Emma called me to the bower to show me how nicely her gussets and felled seams turned out on her chemise sewing project. I had to ask her for definitions of them both. After I saw them, I did a little research on my own and ended up reading about armor.<
Then I found the word "gusset" in this quote from Thomas Hardy's The Return of the Native:
Gorget, gusset, basinet, cuirass, gauntlet, sleeve, all alike in the view of these feminine eyes were practicable spaces whereon to sew scraps of fluttering colour.
I think I want to be a research librarian when I grow up.
In the meanwhile, I'm going to repeat "scraps of fluttering colour" to myself at least once a day. As Anne of Green Gables would say, there's a lot of "scope for the imagination" there.
Back to the gusset.
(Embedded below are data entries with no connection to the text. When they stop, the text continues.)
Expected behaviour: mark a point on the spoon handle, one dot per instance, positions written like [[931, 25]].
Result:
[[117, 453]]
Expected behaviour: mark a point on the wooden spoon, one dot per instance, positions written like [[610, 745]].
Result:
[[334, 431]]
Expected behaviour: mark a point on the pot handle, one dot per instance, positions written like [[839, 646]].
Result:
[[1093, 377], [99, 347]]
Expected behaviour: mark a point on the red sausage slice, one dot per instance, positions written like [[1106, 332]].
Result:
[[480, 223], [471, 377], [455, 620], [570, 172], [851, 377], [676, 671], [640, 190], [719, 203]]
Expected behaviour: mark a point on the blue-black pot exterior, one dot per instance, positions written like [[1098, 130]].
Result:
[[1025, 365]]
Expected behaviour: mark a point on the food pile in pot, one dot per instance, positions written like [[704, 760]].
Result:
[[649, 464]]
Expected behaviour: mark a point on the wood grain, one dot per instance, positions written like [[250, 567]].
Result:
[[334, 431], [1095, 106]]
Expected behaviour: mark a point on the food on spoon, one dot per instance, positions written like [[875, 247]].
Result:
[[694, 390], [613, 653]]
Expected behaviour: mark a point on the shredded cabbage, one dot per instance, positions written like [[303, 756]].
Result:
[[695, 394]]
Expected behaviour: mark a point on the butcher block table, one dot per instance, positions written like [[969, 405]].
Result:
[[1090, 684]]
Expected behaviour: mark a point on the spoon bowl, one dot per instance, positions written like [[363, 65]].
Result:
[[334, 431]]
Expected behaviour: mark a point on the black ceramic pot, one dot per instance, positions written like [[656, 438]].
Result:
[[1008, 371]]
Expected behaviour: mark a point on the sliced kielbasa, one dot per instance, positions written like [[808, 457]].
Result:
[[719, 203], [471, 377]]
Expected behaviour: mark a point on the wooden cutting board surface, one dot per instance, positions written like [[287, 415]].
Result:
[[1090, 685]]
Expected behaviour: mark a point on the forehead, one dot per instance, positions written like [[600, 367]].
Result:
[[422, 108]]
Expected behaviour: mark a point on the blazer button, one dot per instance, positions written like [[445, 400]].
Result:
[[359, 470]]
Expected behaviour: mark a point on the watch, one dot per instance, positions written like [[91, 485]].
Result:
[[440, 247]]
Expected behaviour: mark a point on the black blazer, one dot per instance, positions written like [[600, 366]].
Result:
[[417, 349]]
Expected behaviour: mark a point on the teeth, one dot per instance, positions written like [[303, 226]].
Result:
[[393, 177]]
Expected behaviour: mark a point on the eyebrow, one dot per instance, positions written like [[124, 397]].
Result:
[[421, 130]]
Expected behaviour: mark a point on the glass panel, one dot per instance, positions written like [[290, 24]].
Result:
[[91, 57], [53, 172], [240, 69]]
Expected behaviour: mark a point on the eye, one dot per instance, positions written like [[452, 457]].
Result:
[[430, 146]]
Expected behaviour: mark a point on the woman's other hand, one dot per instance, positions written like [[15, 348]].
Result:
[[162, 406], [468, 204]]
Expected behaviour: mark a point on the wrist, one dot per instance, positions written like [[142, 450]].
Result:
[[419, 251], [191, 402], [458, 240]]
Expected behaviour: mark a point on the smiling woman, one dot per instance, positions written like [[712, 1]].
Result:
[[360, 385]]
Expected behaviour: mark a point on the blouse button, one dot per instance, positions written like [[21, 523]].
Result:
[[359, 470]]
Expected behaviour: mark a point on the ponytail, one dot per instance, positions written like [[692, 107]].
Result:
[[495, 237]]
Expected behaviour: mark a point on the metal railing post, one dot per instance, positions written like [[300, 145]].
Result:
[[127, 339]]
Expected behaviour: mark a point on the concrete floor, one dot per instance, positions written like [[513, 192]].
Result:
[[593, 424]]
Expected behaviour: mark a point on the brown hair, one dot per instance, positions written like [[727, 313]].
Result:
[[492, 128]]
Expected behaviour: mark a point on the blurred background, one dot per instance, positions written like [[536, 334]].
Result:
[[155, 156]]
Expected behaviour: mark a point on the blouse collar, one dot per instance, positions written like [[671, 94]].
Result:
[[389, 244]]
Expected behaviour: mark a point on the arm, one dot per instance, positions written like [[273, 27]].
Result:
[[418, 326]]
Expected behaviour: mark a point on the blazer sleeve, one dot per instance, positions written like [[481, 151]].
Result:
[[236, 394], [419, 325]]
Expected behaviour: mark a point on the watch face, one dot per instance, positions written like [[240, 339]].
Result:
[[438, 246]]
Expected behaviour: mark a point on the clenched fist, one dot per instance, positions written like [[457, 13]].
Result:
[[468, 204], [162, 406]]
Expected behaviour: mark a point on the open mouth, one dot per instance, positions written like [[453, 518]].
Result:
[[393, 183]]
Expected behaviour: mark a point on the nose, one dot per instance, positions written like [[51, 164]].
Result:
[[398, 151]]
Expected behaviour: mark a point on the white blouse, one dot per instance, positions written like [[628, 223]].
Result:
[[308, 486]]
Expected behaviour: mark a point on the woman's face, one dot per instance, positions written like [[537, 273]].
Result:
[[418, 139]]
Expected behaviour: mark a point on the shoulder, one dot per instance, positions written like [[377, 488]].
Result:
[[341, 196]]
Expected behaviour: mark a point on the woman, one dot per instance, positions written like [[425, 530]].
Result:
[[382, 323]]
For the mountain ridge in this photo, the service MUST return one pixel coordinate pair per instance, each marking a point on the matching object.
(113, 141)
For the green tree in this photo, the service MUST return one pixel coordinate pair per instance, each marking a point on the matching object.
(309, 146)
My old Webster's dictionary says that in the Hardy quote, a gusset is a piece of chain mail or a metal plate protecting the opening of a joint in a suit of armor. The Middle English form of the word was guschet, the Old French, gousset. In the chemise that Emma is working on, it is a diamond-shaped piece of fabric inserted under the arm to make the rectangular sleeve pieces fit better. The gusset makes it roomier and stronger.
I really like the word, "chemise". It sounds elegant. However, I thought that it meant the same thing as what I normally call a "slip". I referred back to the Webster's and found that it is not so. A "slip" does not have sleeves.
The left side shows what the gusset seams look like before being felled. The right side felled seams are pinned, ready to sew. A neckline drawstring will gather the fabric and make it adjustable to fit different dress necklines.
The felled seam is accomplished by turning under and sewing down flat the raw edge of the seam, making it 1/4" wide. This is done to keep the fabric from fraying, adding to the durability. The pattern notes say that the chemise should last three years and that a lady's wardrobe should include at least three of these essential undergarments.